Stuart Mills, regional director, of CenturyLink ANZ,  says that CIOs and CTOs face the same questions in every boardroom.

“They‘re consistently asked to find solutions to challenges such as: ‘How do we provide more innovation?’; ‘How do we do more with less?’; ‘How do we let our IT developers be more nimble and agile?’; ‘How do we take all the applications that we’ve built over the years and migrate them to a platform that’s more cost effective?” he says.

“In addition, IT professionals must also address the boardroom concerns around technology issues like security, data governance, performance, reliability, loss of control, migration, and integration,” explains Mills.

“They need to assess what steps to take the organisation through, to enable the move to cloud, and modernise their legacy IT environment.” 

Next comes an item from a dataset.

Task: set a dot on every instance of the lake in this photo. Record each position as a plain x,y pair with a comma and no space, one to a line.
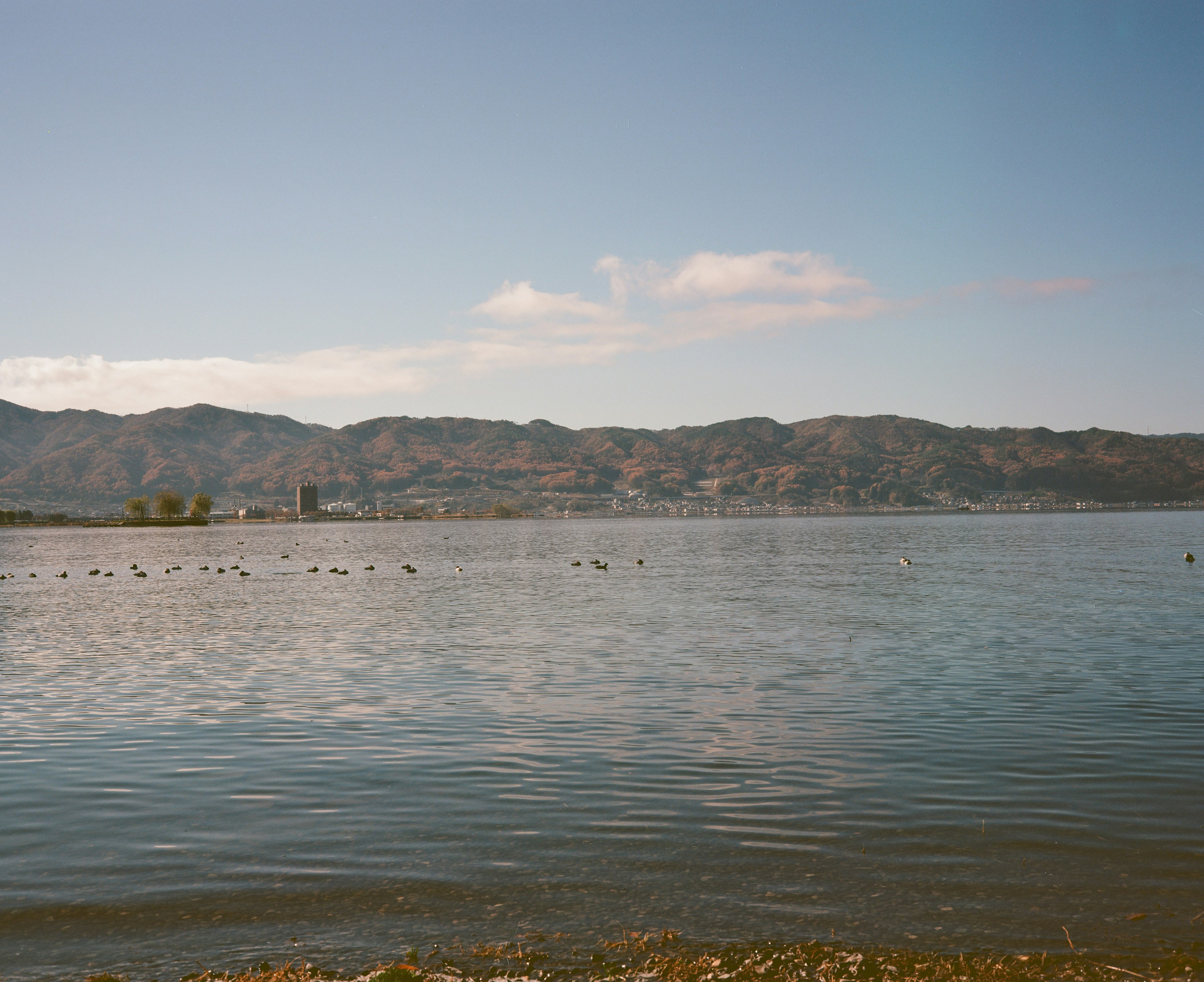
770,730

As a direct response to the challenges of cloud migration, CenturyLink says that many organisations are looking to adopt a hybrid IT approach, which offers a highly customisable solution to meet business IT needs.

The company explains that this strategy delivers the best of both worlds: the increased flexibility, agility, and cost-efficiency of public cloud with the security, control and power of private-clouds.   

Mills says that customers first reach out asking for a cloud vendor like CenturyLink to take over their entire infrastructure.

“This gives the business freedom to innovate in a more agile way, using infrastructure they don’t have to own up front,” he says.

“Then questions emerge around how to manage legacy applications that are not transferable to the cloud. This is where the need for hybrid IT emerges," explains Mills. 

"The chosen cloud vendor should be equipped to manage the client’s legacy, private-cloud applications, while the company’s developers work on new operations support systems and applications in the cloud. The developers can then become more familiar with the cloud platform and maximise their time to develop specific solutions for their organisation.” 

He adds that once the developers are comfortable with the cloud platform they can adapt, transfer, and integrate their legacy applications to the public cloud environment, providing it’s scalable and secure.

“By working through this staged process, businesses can modernise their legacy IT environment in the most appropriate manner for their specific needs.”